1. Il condominio “IV”, posto in Caserta, conveniva in giudizio innanzi al Tribunale di S. Maria Capua Vetere, sezione distaccata di Caserta, il Consorzio “N. E.” soc. coop. a r.l., costruttore
dell’edificio condominiale, per sentirlo condannare all’eliminazione di difetti dell’opera, consistenti in effetti di condensa e in infiltrazioni di umidità, ovvero al pagamento della somma necessaria allo scopo, oltre al risarcimento dei danni.
Il Consorzio “N. E.” nel resistere in giudizio eccepiva la decadenza del condominio dall’azione, essendo decorso il termine entro cui denunciare i vizi dell’opera ai sensi dell’art. 1667 c.c.
Il Tribunale accoglieva la domanda, riqualificandola ai sensi dell’art. 1669 c.c., e condannava il Consorzio al pagamento della somma di € 71.287,90.
Tale decisione era ribaltata dalla Corte d’appello di Napoli, con sentenza n. 225 del 26.1.2006. Riteneva la Corte territoriale che l’azione proposta ai sensi dell’art. 1667 c.c. poteva essere riqualificata sub art. 1669 c.c. solo ove fondata su difetti costruttivi così gravi da incidere sulle componenti essenziali dell’opera, tali, cioè, da influire su tutti quegli elementi che devono essere presenti affinché l’opera stessa possa fornire la normale sua utilità in rapporto alla sua funzione pratico-economica.

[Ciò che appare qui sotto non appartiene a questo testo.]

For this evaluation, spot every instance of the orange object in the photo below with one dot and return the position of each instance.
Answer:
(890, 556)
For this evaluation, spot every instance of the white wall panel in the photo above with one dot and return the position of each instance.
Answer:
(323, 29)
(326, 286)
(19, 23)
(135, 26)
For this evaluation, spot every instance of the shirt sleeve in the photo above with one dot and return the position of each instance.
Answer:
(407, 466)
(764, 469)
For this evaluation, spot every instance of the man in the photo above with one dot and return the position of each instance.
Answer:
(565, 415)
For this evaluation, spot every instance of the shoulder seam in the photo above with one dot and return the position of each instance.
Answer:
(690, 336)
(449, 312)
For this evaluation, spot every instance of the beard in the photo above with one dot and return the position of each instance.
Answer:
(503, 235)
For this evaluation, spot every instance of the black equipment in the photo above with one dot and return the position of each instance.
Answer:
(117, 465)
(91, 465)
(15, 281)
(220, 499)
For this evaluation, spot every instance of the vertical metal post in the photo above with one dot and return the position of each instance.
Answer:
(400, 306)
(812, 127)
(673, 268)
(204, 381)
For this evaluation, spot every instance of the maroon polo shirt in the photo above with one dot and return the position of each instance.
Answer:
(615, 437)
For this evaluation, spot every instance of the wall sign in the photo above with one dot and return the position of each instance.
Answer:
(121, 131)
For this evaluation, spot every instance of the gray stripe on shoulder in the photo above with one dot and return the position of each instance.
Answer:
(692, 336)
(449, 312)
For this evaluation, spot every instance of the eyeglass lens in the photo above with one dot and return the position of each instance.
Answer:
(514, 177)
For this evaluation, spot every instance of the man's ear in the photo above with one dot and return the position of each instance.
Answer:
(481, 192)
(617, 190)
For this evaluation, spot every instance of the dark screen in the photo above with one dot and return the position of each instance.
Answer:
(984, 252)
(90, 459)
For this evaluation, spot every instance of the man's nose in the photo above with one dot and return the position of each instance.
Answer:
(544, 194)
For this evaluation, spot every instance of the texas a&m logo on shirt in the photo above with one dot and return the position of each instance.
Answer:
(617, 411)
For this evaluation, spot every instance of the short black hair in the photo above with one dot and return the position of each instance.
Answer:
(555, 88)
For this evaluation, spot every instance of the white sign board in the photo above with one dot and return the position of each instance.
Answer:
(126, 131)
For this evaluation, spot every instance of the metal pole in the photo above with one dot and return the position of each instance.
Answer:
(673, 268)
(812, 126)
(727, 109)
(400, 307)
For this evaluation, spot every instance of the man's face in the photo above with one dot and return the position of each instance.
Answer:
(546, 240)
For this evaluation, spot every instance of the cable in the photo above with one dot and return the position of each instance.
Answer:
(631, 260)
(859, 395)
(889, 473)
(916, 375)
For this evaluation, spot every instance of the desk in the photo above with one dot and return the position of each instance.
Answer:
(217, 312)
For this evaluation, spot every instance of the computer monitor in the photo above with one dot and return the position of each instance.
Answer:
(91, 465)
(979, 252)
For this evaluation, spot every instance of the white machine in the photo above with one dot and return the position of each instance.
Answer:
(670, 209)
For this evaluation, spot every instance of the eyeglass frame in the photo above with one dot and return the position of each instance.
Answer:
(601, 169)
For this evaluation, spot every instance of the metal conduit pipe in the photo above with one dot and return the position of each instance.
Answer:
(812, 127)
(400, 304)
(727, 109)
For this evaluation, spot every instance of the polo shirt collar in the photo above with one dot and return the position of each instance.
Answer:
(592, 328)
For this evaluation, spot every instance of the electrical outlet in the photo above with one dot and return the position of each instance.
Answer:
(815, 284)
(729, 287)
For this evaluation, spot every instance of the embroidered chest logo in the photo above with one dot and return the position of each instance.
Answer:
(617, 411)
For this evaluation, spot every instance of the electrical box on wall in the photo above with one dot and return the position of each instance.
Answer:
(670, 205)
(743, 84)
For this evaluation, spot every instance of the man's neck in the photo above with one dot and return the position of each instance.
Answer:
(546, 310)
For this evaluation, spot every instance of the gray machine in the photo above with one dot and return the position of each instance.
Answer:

Nello specifico, osservava la Corte partenopea, erano emerse infiltrazioni in corrispondenza degli infissi, a causa di una non perfetta loro sigillatura, con distacco dell’intonaco circostante, nonché, ma solo in taluni appartamenti, fenomeni di condensazione dovuti a ponti termici e generati dalla composizione non omogenea della parete esterna, che lasciava passare più o meno calore a seconda che vi fosse del cemento o del semplice laterizio, con la conseguente formazione di vistose macchie di umidità lungo le pareti degli appartamenti e in corrispondenza degli elementi strutturali verticali (pilastri) e orizzontali (travi) in cemento armato. Riteneva, quindi, che tali fenomeni di condensa non fossero, però, riconducibili solo ed esclusivamente ad inadeguato isolamento termico, dovendosi ricollegare anche all’uso improprio degli alloggi, visto che il problema in questione non si era verificato con pari intensità in tutte le unità abitative aventi la medesima esposizione e verticalità. Tale circostanza escludeva la configurabilità di un grave difetto dell’edificio ai sensi dell’art. 1669 c.c., configurabile solo nel caso di difetti decisivi, o almeno molto rilevanti, nel determinare l’inidoneità del bene all’uso suo proprio, in modo da escludere con assoluta certezza l’ipotesi che tale inidoneità non si sa1·ebbe verificata in mancanza di cause concorrenti, quali l’uso non corretto del bene.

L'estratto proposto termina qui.